# Cadet Award of Bravery



## my72jeep (5 Dec 2013)

Cadet Award of Bravery at 2250-Army (Bracebridge)


What a night of wonderful achievements! Many military & League dignitaries were on hand in Bracebridge tonight to celebrate a full spectrum of achievements among the staff and cadets of 2250-The Muskoka Pioneers. the evening was topped off by LCol Shields having the rare and distinct honour of presenting the highest honour available in the CCO - the Cadet Award of Bravery - to MCpl Jesse Belaire in recognition of his selfless act of courage of diving into the frigid March waters of Sault Ste Marie last winter to save the life of a two-year old boy who had fallen through the ice. All-in-all, a truly incredible evening for Central Region!


----------



## krustyrl (5 Dec 2013)

BZ to the young Cadet for his selfless actions.


----------



## Colin Parkinson (5 Dec 2013)

Very well done and deserved!


----------



## OldSolduer (17 Mar 2015)

Congratulations! Well done!


----------



## NSDreamer (17 Mar 2015)

Bloody nice to see a good story! Well done to the Cadet!


----------



## brihard (17 Mar 2015)

Very well done! I'm surprised and disappointed that this cadet was not recognized with a medal of bravery through the Canadian Honours System.


----------



## Loachman (17 Mar 2015)

At the very least, he deserves to be able to wear it on the left side with other medals and decorations should he later move to the Res or Reg F. This is, after all, a Bravery award and not an achievement one.


----------



## Blackadder1916 (17 Mar 2015)

Loachman said:
			
		

> At the very least, he deserves to be able to wear it on the left side with other medals and decorations should he later move to the Res or Reg F. This is, after all, a Bravery award and not an achievement one.

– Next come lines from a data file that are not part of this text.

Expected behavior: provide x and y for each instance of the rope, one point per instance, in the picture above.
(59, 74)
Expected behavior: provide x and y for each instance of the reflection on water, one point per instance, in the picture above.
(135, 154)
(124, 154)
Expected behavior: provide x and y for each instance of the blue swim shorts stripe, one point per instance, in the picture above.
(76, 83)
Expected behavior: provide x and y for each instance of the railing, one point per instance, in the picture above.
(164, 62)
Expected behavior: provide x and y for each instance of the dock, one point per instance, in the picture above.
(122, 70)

Or, at least, it should be included in QR&O 18.12 as one of the non-military decorations and medals (these are not included in the Canadian Honours system) authorized for wear with military uniform.  The medals listed in paras (1) a. and b. (the lifesaving society medals) are worn on the right side.



> 18.12 - NON-MILITARY DECORATIONS AND MEDALS
> 
> (1) No officer or non-commissioned member when in uniform shall wear a non-military decoration or medal, or the ribbon representing any such decoration or medal, except:
> a. the Albert Medal, the Edward Medal, a Board of Trade Medal, a Life Saving Medal of the Order of St. John of Jerusalem;
> ...



Since the events leading to the award described in December 2013 opening post took place in the previous March (?) it has exceeded the time limit for submission to even the life saving societies.


----------